We all sensed that the fickle gods of hockey were smiling down on us … maybe, just maybe, here was a miraculous opportunity to atone for our shameful sin of a few months ago.
The Red Army of Maritzburg College played with the intensity and focus of a sports-mad little boy hunting down a prized signature. Our left centreback Andrew Brown, now a Michaelhouse teacher, had an absolute blinder, robbing his future employers of the ball on countless occasions.
Last lines of defence Princen and Mingay were like the Rock of Gibraltar (“They Shall not Pass” could have been their battle cry), strengthened by a College half-line that was doing its job for a change. And before long, Michael “Specks” Cook (my spindly brother was to all intents and purposes blind without his thick glasses) weaved his way like a weasel through half the Michaelhouse team to score our second!

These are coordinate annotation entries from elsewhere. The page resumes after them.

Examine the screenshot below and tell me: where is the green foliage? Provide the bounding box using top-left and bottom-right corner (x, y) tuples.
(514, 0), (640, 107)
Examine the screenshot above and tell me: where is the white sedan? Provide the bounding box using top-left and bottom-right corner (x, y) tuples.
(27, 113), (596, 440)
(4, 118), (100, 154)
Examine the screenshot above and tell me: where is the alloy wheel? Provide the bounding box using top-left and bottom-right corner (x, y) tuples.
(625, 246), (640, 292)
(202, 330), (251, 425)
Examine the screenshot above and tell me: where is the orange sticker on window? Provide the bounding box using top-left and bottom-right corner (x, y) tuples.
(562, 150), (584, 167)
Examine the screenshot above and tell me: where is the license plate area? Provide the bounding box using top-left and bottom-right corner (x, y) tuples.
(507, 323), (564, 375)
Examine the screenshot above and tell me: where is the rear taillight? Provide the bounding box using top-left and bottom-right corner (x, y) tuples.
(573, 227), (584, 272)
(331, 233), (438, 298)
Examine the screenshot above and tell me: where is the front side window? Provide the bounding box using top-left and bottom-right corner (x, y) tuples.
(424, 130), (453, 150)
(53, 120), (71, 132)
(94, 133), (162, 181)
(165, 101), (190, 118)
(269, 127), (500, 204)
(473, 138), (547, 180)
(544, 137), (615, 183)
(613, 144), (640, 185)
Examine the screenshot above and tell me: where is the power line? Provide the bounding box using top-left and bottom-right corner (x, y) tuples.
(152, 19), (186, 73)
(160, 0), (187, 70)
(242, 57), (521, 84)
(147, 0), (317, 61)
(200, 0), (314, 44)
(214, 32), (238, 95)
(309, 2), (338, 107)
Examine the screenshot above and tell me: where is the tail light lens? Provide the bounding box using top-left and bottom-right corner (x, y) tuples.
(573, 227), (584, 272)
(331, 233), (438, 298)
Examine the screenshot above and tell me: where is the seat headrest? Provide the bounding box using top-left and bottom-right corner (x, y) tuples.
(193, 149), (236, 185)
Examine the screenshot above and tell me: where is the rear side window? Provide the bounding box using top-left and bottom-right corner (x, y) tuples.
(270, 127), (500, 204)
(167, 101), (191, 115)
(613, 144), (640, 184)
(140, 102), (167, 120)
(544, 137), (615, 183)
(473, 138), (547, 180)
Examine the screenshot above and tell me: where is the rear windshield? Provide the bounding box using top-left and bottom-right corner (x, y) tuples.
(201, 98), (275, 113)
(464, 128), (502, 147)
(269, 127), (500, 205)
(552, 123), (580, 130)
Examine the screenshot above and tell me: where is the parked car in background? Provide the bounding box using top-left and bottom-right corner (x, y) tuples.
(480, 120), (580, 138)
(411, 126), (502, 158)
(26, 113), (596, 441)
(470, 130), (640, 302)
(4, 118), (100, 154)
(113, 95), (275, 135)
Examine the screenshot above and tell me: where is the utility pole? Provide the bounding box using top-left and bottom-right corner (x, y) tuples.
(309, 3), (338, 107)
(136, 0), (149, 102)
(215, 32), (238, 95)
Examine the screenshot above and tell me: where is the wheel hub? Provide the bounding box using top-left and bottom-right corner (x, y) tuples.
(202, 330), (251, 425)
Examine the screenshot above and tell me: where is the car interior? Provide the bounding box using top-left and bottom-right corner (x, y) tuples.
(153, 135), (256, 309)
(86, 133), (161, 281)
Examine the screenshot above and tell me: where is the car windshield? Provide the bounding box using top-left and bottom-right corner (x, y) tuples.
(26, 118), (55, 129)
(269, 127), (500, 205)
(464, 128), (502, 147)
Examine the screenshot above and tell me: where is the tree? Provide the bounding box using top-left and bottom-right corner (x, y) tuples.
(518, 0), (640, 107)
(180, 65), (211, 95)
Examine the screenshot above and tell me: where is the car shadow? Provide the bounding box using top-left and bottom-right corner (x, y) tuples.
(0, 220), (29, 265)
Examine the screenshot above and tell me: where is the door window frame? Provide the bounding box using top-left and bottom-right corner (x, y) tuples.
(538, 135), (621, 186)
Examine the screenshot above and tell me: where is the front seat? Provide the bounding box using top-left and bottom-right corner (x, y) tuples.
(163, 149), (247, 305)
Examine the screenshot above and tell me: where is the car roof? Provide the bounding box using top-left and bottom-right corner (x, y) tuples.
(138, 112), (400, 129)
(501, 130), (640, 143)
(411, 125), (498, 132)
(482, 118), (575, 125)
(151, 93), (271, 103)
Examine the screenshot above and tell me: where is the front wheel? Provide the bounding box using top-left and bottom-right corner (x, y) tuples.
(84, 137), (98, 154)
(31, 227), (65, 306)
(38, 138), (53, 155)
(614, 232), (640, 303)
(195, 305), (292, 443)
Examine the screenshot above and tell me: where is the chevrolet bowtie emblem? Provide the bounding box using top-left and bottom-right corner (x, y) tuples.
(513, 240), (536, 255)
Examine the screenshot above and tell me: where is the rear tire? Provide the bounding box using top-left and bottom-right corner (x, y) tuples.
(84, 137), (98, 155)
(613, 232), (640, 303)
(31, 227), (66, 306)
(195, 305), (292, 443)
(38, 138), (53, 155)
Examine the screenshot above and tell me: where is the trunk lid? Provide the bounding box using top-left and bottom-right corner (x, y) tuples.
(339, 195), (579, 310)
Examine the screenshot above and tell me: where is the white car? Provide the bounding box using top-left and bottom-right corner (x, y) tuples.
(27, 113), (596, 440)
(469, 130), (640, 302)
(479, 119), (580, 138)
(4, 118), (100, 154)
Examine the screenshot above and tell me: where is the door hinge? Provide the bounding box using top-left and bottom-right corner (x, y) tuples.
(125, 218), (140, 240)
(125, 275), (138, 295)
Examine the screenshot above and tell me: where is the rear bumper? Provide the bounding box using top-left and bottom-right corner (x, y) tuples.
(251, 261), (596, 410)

Wow! At 2-1 up, could we somehow hold on? As if awoken from their slumber, Bonnet and company stepped up a gear or three and suddenly we were under a siege gun attack from all sides as “House” pushed for the equaliser, spurred on by their younger schoolmates who had played earlier.
Not to worry. My abiding memory – as clear as daylight – is watching in awe as the indefatigable fighter that is Andrew Brown miraculously emerged from a crush of Michaelhouse bodies in our goalmouth and cleared the ball into touch. Merino Sheep, alias J. Kedian, our Afrikaans teacher and coach, blew the final whistle as only he could – an eardrum-bursting shriek that must have created havoc in the nearby old age home.
We had, quite unbelievably, incredibly and absolutely magically, WON!
As we trooped wearily off, yet at the same time feeling like we were walking on air, a tiny second former with basher aloft rushed on.
“I told you, please Cook! I told you on the bus! I just knew we could beat them!”
All those years ago … It’s something I will never – ever – forget.